Dinky line (or simply "Dinky") is a nickname sometimes used to describe a short railroad line, usually operated with short trains.  The term may come from "dinkey", which is "a small locomotive for hauling cars, shunting, etc. in a railroad yard" and is driven by "Rail Yard Engineers, Dinkey Operators, and Hostlers".

The following have been called dinky lines:

The Ames and College Railway, a steam train line from 1891 through 1907 linking Ames, Iowa with Iowa Agricultural College
The B&O Main Line around Sykesville, MD, called both the "Dinkey" and the "Dinky."
Chicago and Tomah Railroad in Wisconsin, later a branch of the C&NW. Particularly the section between Fennimore and Woodman which was retained as a narrow gauge operation until its closure.
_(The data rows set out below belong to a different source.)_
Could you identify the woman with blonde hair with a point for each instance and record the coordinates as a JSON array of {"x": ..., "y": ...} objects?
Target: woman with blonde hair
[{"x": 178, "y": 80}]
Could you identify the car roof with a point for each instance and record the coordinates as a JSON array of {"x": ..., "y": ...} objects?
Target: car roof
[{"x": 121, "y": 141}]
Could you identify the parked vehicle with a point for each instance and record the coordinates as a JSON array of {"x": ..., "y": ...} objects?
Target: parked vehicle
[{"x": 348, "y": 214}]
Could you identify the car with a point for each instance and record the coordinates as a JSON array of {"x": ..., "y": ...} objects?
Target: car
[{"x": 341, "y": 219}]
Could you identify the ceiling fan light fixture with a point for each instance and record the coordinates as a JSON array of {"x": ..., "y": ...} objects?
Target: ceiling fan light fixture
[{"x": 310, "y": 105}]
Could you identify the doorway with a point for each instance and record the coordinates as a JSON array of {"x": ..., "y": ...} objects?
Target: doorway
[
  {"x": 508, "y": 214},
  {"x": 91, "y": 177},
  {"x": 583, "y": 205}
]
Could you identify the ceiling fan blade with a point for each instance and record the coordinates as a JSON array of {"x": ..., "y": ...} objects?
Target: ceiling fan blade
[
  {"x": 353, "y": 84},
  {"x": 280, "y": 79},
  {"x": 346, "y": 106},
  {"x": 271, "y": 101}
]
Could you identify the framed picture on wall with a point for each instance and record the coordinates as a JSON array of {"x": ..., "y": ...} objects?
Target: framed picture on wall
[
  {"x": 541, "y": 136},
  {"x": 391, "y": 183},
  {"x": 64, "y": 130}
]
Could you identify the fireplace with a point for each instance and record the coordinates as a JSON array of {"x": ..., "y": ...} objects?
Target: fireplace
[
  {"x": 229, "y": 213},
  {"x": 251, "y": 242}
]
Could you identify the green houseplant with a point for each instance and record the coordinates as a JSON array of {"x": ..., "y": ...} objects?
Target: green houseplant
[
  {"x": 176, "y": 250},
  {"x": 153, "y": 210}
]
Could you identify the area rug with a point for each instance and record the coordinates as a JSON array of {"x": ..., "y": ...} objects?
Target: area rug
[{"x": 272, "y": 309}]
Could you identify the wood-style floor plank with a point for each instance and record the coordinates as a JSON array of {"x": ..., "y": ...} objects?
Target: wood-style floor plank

Columbia-Liberty Iron Company in Woodstock, Virginia
Cynwyd Line, Southeastern Pennsylvania Transportation Authority
Mount Airy and Eastern Railroad was a narrow gauge (3-foot) railroad connecting Mount Airy, North Carolina with Kibler Valley in Patrick County, Virginia from 1899 to 1918, a distance of 19.25 miles along the Ararat River.  A quarry line joined at "the Junction" near Riverside Drive.
New Canaan Branch, Metro-North Railroad
Orlando and Winter Park Railway
Princeton Branch, New Jersey Transit
St. Louis and Alton Railroad, between Alton and Grafton, IL, operated by Illinois Terminal.